Can we speed-up nuclear decay with stimulated emission/amplified spontaneous emission?

Question

In optics there is stimulated emission-absorption pair of equations, switched in perspective of CPT symmetry, allowing to also speedup deexcitation with lasers by stimulated emission/amplified spontaneous emission.

It is used for example in STED microscopes: https://en.wikipedia.org/wiki/STED_microscopy - using second laser to cause deexcitation.

Could we analogously cause deexcitation of nuclei to speedup its decay?

Induced gamma emission suggests it should be true for isomeric transition - but what about speeding up other decay modes this way, like with alpha/beta production, or through electron capture?

For example below is spectrum of available synchrotron radiation sources reaching MeVs (source), and some isotopes decaying with low energy gammas (source) - experiment would need to place isotope e.g. in synchrotron plane and test decay speed.

If true, could it have e.g. astrophysical consequences? Could have practical applications e.g. for nuclear fusion/fission, isotope as gamma optical amplifier?

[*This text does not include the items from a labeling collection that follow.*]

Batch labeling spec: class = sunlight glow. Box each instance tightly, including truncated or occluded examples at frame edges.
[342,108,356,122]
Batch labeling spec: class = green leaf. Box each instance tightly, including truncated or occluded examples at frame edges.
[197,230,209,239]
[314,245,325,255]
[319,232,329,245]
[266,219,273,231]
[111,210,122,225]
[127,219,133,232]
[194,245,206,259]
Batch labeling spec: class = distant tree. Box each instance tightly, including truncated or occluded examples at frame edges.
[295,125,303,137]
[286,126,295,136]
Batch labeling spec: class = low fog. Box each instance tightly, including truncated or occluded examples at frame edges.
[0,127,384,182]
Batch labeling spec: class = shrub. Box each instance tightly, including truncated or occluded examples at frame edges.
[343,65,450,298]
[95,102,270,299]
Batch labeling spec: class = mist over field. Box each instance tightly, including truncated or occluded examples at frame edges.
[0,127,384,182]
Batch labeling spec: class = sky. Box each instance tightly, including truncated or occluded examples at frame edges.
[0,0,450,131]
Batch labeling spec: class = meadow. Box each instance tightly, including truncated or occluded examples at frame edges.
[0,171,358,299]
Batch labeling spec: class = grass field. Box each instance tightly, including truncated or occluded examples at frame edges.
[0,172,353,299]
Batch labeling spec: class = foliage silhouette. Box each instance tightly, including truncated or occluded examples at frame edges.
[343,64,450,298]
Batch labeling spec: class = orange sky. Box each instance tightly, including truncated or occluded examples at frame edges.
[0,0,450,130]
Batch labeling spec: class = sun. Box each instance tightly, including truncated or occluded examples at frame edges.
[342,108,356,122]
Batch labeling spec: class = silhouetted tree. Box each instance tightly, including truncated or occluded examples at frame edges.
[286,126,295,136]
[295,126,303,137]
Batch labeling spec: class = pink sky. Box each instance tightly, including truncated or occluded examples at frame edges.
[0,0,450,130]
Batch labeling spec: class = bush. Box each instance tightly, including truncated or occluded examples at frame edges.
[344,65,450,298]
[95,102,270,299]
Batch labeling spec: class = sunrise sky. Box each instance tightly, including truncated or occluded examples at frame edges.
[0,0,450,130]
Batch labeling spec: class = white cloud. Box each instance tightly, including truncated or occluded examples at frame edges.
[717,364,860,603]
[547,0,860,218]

Update: I have just found a few related questions: Nuclear-transition laser , Can stimulated emission happen in nuclear energy states? - however, they are focused on gamma-ray laser, and rather only isomeric transition - while the question here is of just speeding up decay, also for alpha, beta, electron capture modes.

Answer 1

A Geiger Muller Counter is likely to show higher counts in a room where someone is playing with stimulated radiations.

The word Decay has a connotation that it occurs naturally without any artificial means. So, if something similar to a nuclear decay happens due to an artificial means, it is not likely to be called a Decay.

A lot of research has been done on nuclear reactions, nuclear fission, and nuclear fusion based on irradiating the material's nuclei by coherent electromagnetic radiations generated by stimulated emissions. Since energy gaps of typical nuclei have high energy values, electromagnetic radiations needed for nuclear reactions are generally of high frequencies.